La fuerza laboral de las mujeres es la clave para la prosperidad en Noruega.
Muchos podrían pensar que el petróleo es fórmula que ha utilizado Noruega para mantener su generoso estado benefactor de por vida y aún así seguir con un superávit en el presupuesto fiscal de 10%.
“Las mujeres”, según señala Mie Opjordsmoen, líder del Sindicato de la Confederación de Comercio y madre de dos niños. “Las mujeres noruegas trabajan, pagan sus impuestos y tienen bebes.
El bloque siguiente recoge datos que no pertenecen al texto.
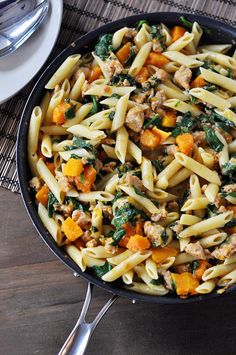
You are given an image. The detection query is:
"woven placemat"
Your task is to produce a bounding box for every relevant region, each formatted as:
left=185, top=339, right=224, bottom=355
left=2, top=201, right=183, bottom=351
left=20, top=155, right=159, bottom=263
left=0, top=0, right=236, bottom=192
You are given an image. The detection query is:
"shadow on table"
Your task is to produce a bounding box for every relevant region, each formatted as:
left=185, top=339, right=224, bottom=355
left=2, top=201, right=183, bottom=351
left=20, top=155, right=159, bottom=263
left=87, top=295, right=236, bottom=355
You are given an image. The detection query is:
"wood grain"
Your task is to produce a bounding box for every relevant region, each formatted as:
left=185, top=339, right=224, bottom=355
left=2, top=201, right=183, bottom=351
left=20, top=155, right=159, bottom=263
left=0, top=189, right=236, bottom=355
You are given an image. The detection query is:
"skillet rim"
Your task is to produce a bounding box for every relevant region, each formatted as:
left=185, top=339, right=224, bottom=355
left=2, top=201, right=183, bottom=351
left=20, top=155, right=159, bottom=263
left=16, top=12, right=236, bottom=304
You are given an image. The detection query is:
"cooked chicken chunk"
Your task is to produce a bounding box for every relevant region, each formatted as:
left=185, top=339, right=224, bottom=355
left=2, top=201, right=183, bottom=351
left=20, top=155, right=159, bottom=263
left=144, top=221, right=165, bottom=247
left=72, top=210, right=91, bottom=229
left=150, top=90, right=166, bottom=112
left=125, top=107, right=144, bottom=132
left=185, top=242, right=206, bottom=260
left=212, top=233, right=236, bottom=260
left=174, top=65, right=192, bottom=90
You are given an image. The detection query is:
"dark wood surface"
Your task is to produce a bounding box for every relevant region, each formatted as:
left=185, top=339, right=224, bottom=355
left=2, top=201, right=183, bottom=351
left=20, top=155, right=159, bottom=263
left=0, top=189, right=236, bottom=355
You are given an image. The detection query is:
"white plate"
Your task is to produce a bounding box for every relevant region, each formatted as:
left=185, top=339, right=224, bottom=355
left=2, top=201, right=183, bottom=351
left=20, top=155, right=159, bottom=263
left=0, top=0, right=63, bottom=103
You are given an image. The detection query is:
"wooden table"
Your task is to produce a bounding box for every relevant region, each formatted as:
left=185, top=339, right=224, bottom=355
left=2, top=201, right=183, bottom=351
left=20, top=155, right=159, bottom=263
left=0, top=189, right=236, bottom=355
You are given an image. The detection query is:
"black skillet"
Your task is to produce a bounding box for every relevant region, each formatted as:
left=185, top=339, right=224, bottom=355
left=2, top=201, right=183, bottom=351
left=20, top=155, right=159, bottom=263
left=17, top=12, right=236, bottom=355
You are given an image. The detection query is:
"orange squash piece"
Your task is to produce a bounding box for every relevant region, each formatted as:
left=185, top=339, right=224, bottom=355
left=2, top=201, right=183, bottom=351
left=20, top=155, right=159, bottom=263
left=63, top=158, right=84, bottom=177
left=134, top=67, right=149, bottom=84
left=152, top=127, right=171, bottom=144
left=75, top=165, right=97, bottom=192
left=176, top=133, right=194, bottom=155
left=171, top=272, right=199, bottom=297
left=61, top=217, right=84, bottom=242
left=140, top=129, right=161, bottom=150
left=126, top=234, right=151, bottom=251
left=52, top=101, right=71, bottom=125
left=152, top=247, right=178, bottom=264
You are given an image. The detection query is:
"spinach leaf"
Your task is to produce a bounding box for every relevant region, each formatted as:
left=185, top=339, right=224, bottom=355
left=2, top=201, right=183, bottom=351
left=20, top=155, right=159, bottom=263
left=92, top=261, right=112, bottom=279
left=47, top=191, right=58, bottom=218
left=171, top=111, right=196, bottom=138
left=110, top=74, right=136, bottom=86
left=152, top=160, right=164, bottom=173
left=125, top=46, right=136, bottom=66
left=143, top=116, right=161, bottom=129
left=135, top=20, right=149, bottom=31
left=95, top=33, right=112, bottom=60
left=204, top=126, right=224, bottom=153
left=111, top=228, right=126, bottom=246
left=133, top=186, right=145, bottom=196
left=65, top=105, right=77, bottom=120
left=111, top=203, right=147, bottom=229
left=64, top=137, right=97, bottom=155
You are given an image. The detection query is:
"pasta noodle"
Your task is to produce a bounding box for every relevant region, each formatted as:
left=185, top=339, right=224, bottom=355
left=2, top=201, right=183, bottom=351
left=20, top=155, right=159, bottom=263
left=28, top=20, right=236, bottom=298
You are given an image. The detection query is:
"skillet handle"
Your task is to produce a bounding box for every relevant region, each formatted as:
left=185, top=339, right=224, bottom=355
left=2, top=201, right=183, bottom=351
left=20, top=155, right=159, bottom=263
left=58, top=283, right=119, bottom=355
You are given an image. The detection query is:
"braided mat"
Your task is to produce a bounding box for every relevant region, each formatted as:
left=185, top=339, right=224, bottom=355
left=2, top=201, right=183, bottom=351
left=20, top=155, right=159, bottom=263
left=0, top=0, right=236, bottom=192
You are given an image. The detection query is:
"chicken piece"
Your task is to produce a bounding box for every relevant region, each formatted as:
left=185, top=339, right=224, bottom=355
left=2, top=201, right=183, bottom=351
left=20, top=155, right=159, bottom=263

Ese es nuestro secreto”.
La igualdad de género se usa como una ventaja competitiva: por ley, 40 por cierto de los consejos empresariales en Noruega tienen que estar ocupados por mujeres. Dos hombres miembros del gabinete, Knut Storberget, el Ministro de Justicia, y Audun Lysbakken, del Ministerio de Equidad (sí, la posición existe), recientemente tomaron tres y cuatro meses de su trabajo para poder dedicar tiempo a sus hijos recién nacidos.
El petróleo ayuda, por supuesto. Pero finalmente, la historia de éxito nórdica no es sobre lucrar con los recursos naturales – Suecia, Finlandia y Dinamarca no pueden confiar en sus reservas de crudo — por lo que utilizan su capital humano. La región combina las tasas de empleo femenino más grande del mundo con algunas de las tasas más impresionantes de nacimiento en los países desarrollados — una de las razones porque controlaron las recientes crisis con finanzas públicas sanas y crecimiento muy aceptable.